Comparative analysis of cell lineage differentiation during hepatogenesis in humans and mice at the single-cell transcriptome level.

During embryogenesis, the liver is the site of hepatogenesis and hematopoiesis and contains many cell lineages derived from the endoderm and mesoderm. However, the characteristics and developmental programs of many of these cell lineages remain unclear, especially in humans. Here, we performed single-cell RNA sequencing of whole human and mouse fetal livers throughout development. We identified four cell lineage families of endoderm-derived, erythroid, non-erythroid hematopoietic, and mesoderm-derived non-hematopoietic cells, and defined the developmental pathways of the major cell lineage families.
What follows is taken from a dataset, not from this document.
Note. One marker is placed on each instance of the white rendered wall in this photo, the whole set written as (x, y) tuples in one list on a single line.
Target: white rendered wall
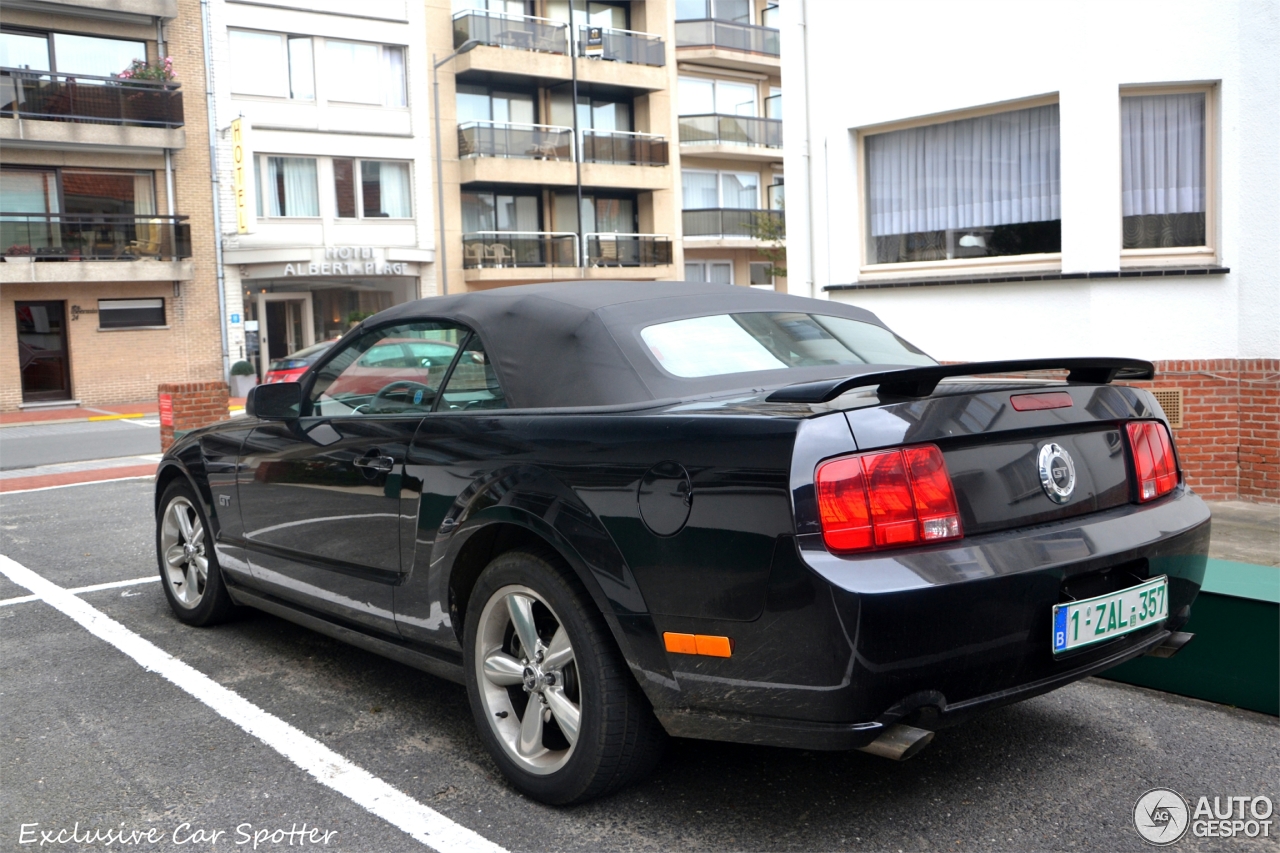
[(856, 64)]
In both humans and mice, we identified novel markers of hepatic lineages and an ID3 subpopulation of hepatoblasts as well as verified that hepatoblast differentiation follows the "default-directed" model. Additionally, we found that human but not mouse fetal hepatocytes display heterogeneity associated with expression of metabolism-related genes. We described the developmental process of erythroid progenitor cells during human and mouse hematopoiesis. Moreover, despite the general conservation of cell differentiation programs between species, we observed different cell lineage compositions during hematopoiesis in the human and mouse fetal livers. Taken together, these results reveal the dynamic cell landscape of fetal liver development and illustrate the similarities and differences in liver development between species, providing an extensive resource for inducing various liver cell lineages in vitro.